I think I tested very casually some time ago with Go maps and up to like one hundred items the linear search on array was faster than map lookup. Considering that many times when we use Maps for convenience they will have less than a hundred items this could be useful.

Unfortunately I don't have the results (or the test code) anymore, but it shouldn't be hard to do again (casually at least).

tekknolagi

12 hours ago

I thought a lot of b(+)tree advantage was in bigger-than-RAM something or other for large databases and these benchmarks seem relatively small in comparison

crest

2 hours ago

As long as your puny little working set (2^16 small keys) fits into L2 cache and get is perfectly covered by the L1 dTLB you won't see the cost of touching random pages in a big hash table larger than the last level TLB coverage and on chip caches. There won't be any TLB stalls waiting for the page walkers and you won't miss the lost spacial locality in the key-space preserved by B(+)trees if everything is in L2 cache.

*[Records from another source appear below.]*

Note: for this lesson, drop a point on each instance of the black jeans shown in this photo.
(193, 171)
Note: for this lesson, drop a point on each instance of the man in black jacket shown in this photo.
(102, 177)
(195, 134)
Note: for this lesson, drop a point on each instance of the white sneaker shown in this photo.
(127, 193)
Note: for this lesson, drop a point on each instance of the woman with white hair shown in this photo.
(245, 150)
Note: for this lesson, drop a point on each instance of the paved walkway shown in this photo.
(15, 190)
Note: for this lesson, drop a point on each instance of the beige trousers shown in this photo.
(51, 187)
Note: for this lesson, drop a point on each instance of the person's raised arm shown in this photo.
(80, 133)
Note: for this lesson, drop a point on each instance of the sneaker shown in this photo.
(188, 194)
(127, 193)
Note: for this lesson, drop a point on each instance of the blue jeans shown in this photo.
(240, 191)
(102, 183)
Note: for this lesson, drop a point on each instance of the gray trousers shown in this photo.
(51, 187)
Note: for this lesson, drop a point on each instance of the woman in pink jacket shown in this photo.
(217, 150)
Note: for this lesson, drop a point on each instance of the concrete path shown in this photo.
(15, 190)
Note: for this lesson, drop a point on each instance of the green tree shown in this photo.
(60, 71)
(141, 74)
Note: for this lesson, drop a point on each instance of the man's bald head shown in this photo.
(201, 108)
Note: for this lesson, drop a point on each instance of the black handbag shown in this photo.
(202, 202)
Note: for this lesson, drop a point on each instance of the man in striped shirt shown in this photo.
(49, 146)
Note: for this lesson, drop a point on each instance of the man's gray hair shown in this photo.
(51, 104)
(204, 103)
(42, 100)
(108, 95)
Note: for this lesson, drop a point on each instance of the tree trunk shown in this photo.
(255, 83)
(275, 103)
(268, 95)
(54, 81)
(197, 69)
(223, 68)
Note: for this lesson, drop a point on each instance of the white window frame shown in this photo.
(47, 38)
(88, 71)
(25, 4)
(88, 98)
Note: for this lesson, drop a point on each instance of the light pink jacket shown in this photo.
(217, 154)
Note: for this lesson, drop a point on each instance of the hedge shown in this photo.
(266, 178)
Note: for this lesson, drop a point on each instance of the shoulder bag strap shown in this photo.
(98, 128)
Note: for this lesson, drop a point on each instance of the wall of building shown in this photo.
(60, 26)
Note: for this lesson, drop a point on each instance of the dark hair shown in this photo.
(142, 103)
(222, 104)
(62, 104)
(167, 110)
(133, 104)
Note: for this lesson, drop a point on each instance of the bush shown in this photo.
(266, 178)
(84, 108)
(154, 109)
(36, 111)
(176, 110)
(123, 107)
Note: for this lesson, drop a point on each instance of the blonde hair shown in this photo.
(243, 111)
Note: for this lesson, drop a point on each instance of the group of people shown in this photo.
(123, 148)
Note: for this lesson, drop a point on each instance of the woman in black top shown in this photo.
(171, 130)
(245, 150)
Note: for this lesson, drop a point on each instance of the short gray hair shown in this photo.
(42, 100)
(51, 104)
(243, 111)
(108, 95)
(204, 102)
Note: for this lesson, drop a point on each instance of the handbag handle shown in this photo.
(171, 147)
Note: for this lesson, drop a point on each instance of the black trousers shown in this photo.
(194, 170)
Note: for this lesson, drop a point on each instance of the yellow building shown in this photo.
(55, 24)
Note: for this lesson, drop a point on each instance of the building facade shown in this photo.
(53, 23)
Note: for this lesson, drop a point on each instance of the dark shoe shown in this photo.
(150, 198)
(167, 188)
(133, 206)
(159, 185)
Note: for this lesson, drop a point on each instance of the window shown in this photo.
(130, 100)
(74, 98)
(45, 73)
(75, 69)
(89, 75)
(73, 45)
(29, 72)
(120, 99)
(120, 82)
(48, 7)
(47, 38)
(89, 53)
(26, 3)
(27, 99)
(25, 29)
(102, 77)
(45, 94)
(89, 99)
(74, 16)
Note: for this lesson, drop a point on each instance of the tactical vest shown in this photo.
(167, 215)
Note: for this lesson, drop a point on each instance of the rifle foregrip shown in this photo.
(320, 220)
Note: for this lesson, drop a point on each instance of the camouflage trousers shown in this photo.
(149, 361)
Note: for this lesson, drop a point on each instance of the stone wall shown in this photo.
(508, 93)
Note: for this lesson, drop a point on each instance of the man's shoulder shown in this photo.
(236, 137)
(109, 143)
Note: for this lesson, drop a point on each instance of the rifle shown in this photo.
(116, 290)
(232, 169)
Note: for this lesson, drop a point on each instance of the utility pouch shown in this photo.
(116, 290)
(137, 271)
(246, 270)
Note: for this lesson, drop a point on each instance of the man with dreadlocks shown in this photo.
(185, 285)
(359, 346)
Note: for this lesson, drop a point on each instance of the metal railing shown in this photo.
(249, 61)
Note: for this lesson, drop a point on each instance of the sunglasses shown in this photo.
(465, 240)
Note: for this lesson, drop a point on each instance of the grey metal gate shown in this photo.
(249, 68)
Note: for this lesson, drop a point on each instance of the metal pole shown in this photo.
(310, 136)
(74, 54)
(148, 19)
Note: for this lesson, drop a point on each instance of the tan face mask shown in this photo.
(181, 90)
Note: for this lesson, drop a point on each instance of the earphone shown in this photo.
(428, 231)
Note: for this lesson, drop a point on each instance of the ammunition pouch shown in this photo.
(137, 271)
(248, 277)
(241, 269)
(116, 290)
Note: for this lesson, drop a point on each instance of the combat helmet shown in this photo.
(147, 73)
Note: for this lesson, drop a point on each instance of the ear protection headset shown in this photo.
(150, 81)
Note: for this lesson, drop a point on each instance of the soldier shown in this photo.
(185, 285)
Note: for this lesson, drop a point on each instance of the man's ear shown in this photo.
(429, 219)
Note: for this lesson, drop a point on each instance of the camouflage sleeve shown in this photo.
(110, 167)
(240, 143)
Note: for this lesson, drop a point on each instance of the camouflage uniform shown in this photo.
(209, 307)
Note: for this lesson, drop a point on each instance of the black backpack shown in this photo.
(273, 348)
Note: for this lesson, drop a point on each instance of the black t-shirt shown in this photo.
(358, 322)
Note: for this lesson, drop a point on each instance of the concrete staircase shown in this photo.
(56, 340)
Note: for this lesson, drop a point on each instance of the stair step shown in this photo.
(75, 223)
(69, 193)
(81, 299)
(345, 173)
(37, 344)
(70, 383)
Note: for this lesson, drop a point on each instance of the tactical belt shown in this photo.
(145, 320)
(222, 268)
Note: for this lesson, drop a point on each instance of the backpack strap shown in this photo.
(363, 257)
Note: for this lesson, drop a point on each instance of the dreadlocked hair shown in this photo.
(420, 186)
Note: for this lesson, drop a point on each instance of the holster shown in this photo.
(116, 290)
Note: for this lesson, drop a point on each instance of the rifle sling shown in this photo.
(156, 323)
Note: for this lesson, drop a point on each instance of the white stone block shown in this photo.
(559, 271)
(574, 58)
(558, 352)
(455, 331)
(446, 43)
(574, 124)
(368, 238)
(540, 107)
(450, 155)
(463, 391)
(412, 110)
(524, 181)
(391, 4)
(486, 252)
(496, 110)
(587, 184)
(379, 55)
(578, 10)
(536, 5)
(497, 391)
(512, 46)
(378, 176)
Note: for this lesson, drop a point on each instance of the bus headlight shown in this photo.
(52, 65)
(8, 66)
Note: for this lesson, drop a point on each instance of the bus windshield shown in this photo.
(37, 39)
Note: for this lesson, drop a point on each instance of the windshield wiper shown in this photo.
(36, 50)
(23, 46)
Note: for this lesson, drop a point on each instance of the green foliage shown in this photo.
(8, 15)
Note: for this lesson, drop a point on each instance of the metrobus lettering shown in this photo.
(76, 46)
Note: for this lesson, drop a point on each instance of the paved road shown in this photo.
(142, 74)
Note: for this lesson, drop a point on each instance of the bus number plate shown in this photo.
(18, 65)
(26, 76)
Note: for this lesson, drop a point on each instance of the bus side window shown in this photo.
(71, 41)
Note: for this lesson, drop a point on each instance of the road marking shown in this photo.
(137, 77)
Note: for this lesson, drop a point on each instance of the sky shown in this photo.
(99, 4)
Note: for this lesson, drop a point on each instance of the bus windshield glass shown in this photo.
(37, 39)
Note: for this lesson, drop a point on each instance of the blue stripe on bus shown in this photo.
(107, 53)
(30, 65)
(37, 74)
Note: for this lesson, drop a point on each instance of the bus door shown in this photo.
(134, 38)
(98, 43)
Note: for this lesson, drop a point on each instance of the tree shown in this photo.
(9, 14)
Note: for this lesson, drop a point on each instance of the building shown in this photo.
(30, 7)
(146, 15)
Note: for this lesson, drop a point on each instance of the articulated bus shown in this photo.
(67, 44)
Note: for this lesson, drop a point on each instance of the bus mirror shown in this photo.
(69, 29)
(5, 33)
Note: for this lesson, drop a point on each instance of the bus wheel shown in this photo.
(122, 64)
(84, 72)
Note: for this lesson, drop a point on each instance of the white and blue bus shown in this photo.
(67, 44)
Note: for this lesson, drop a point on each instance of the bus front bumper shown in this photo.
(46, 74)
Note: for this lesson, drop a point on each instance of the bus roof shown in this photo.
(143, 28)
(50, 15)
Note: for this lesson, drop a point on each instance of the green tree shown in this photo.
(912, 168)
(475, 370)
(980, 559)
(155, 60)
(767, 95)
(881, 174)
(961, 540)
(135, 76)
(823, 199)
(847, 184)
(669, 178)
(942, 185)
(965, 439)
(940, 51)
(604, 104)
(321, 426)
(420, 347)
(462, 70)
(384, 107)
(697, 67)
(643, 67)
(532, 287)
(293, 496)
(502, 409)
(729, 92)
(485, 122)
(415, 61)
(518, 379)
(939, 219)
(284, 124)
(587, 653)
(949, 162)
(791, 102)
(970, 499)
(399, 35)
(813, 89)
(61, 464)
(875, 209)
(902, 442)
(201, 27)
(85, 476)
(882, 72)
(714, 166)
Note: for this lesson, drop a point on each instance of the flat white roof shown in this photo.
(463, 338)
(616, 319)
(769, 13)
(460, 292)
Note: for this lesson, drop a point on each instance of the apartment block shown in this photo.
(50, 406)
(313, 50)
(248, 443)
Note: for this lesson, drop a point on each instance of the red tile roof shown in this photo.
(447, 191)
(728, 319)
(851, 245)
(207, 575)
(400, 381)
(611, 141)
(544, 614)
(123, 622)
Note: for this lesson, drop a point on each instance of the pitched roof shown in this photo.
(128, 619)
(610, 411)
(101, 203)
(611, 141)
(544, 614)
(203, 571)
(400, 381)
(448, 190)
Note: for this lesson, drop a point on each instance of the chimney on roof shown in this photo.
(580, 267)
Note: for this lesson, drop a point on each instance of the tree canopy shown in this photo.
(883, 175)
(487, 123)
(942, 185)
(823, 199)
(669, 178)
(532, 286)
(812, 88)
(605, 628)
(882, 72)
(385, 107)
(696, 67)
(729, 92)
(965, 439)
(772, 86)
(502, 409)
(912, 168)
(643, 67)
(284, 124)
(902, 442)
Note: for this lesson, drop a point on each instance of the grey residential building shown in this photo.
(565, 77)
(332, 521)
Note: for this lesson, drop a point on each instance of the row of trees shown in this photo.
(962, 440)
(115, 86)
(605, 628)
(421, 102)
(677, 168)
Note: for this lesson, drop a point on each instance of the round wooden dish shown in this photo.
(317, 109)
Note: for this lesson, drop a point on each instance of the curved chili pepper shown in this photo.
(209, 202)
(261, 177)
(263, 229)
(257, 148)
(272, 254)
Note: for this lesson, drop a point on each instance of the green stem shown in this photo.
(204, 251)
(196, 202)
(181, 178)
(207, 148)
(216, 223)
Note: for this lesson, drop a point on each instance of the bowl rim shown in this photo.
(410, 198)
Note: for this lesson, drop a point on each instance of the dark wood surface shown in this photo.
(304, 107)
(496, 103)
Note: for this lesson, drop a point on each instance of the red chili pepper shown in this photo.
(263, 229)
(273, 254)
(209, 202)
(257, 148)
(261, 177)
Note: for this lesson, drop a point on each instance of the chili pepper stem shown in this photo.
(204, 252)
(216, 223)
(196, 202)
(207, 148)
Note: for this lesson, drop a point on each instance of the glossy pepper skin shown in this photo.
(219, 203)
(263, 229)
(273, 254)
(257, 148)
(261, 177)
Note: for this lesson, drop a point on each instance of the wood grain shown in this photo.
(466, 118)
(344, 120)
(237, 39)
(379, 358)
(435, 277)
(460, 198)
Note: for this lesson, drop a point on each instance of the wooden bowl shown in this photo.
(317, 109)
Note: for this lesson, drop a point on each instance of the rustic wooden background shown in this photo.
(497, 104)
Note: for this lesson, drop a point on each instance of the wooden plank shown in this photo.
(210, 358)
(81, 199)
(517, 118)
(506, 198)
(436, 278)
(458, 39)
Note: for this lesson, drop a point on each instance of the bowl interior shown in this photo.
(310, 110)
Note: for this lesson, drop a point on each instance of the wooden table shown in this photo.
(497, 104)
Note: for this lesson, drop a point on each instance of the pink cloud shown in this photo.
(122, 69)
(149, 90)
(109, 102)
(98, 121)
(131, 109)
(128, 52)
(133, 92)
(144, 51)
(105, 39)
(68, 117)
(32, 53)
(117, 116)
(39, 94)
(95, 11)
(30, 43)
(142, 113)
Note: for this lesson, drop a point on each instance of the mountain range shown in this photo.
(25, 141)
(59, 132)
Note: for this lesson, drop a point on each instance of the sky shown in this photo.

At the very least it proves that hash tables can be a good fit for point queries of datasets too large for linear searching or sorting + binary searches, but not yet large enough to exhaust CPU cache capacity.

foota

11 hours ago

B-Trees are good for in memory data too because they have fairly good cache behavior.

marginalia_nu

40 minutes ago

You can line them up with disk blocks, or with CPU cache lines, the effect is relatively similar.

robertclaus

11 hours ago

Ya, I would be curious to see how this performs on out-of-cache data on an SSD and actual hard drive. On the other hand, the findings are definitely still relevant since RAM has gotten fairly cheap and most applications probably fit in it just fine.

Regarding databases - Btrees also have a natural sort order, which hash tables don't. This means a btree as your main data structure helps with sort, range, or list operations in a way a hash tables can't. That being said, even traditional databases obviously still use hash tables extensively (ex. Hash joins).

scotty79

10 hours ago

In Rust thanks to it you can have BTreeSet of BTreeSet-s.

xxs

5 hours ago

b-trees are just 'better' binary trees as they have lower amounts of indirections (nodes)

lsb

11 hours ago

Clojure, for example, uses Hash Array Mapped Tries as its associative data structure, and those work well

nialv7

9 hours ago

I feel I missed point of this article. I thought the author is trying to prove that b-tren isn't that bad compared to hashmaps. But taking 2~3x longer looks pretty bad.

If I need predictable ordering (but not actually sorting the keys) I will use something like indexmap, not b-tree.

magicalhippo

5 hours ago

The point seems to be the author found very different estimates of just how much worse b-trees would be. As the author notes, hashmaps have some less desirable properties as well. So the author ran some benchmarks to find out, and ended with the following conclusion:

Overall, I'm unconvinced that it's worth exploring btrees further. I'll stick to hashmaps and I'll either iterate in insertion order or I'll require sorting entries before iterating.